How to catch the attention of the opposite sex? Australia’s tiny peacock spiders have it down to an art. With backsides designed to dazzle, they simply love to shake their thing and show it off, with all eight eyes on the prize.
They are the world’s most flamboyant – and flirtatious – arachnids: Australia’s jumping maratus spiders, also known as ‘peacock’ spiders, for the magnificent patterns on the males’ posteriors.
Once a female is spotted, it’s showtime, and they kick off the courtship ritual by waiving their two front legs, followed by an elaborate booty-shaking dance.

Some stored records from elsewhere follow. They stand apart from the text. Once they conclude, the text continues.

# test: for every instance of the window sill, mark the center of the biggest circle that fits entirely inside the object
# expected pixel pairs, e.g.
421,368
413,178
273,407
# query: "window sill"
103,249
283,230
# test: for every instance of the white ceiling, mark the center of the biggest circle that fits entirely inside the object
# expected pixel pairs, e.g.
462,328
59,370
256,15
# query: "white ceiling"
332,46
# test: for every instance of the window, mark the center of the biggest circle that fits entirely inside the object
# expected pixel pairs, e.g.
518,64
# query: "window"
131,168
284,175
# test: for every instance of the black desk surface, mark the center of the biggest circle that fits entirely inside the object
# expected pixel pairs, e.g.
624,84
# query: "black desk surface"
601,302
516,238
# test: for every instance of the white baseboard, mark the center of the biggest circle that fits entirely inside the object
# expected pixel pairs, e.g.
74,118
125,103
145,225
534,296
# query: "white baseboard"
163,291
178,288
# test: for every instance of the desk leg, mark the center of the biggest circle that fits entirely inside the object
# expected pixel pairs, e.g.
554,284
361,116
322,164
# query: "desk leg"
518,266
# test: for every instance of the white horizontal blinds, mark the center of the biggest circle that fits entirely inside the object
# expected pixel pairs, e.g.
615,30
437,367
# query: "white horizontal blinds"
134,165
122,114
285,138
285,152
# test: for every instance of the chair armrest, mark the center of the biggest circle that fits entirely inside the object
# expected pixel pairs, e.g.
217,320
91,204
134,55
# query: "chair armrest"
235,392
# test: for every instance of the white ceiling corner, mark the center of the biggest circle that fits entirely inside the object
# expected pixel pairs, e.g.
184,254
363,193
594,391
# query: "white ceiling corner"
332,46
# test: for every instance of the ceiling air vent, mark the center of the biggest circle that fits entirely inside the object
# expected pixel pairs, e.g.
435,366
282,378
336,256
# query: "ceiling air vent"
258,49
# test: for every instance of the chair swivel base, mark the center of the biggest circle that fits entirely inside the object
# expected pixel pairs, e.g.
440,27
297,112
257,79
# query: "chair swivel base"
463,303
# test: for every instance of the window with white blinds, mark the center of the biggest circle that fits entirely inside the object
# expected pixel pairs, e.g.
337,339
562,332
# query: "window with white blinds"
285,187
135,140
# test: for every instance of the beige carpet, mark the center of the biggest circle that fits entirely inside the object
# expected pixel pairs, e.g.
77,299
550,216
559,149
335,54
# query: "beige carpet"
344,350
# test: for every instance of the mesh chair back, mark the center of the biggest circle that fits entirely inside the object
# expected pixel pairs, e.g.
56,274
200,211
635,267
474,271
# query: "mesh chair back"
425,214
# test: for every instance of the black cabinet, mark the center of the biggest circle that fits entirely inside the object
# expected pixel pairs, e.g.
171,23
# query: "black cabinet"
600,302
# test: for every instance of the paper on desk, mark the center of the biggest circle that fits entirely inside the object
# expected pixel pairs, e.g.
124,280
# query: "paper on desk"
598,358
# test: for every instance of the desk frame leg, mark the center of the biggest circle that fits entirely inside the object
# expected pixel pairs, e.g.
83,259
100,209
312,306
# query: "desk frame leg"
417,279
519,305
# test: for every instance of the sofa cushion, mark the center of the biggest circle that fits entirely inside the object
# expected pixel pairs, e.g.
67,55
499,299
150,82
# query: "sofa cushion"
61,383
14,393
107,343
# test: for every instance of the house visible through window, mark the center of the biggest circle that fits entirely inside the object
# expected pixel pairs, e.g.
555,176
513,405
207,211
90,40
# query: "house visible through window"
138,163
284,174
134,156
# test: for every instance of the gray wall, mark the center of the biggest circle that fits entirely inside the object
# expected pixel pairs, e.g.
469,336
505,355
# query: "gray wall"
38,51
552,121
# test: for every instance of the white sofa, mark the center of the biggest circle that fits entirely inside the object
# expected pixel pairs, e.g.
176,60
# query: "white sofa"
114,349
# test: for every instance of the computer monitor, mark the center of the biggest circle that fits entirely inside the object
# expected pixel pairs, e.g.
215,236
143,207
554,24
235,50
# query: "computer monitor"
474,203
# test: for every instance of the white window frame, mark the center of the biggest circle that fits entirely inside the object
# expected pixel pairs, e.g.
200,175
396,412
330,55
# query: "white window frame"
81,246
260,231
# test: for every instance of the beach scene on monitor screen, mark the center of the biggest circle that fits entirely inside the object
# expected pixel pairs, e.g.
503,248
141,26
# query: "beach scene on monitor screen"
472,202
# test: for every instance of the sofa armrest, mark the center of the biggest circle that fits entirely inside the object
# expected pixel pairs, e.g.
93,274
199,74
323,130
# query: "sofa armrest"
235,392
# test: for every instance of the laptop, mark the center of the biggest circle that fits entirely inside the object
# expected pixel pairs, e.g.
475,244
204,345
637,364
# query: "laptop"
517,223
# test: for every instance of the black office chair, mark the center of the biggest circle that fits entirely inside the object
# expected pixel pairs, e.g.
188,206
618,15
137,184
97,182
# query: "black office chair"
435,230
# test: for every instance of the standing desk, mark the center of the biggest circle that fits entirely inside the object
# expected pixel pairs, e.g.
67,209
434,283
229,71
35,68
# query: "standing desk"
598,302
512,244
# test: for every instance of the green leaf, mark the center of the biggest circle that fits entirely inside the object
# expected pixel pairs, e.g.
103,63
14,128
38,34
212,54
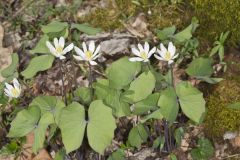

Measuring only 4-6mm in size, these tiny spiders are smaller than a grain of rice, so to fully appreciate the incredible aesthetics on display on this tiny living canvas, artist Maria Fernanda Cardoso used microscopic deep focus photographs to zoom in on each of the spiders’ colored scales.
“He is colorful and outlandish, she is not. He tries really hard to get her, she watches him. Hard to please females have driven the maratus males to such extremes that they are the probably the first ever performance artists: they dance and choreography, drum and sing, all at the same time as they wave their colorful tails,” Cardoso explains.
The Colombian-born artist lives in Australia and is known for blending nature, art, science and technology to explore the connections between society and the natural world.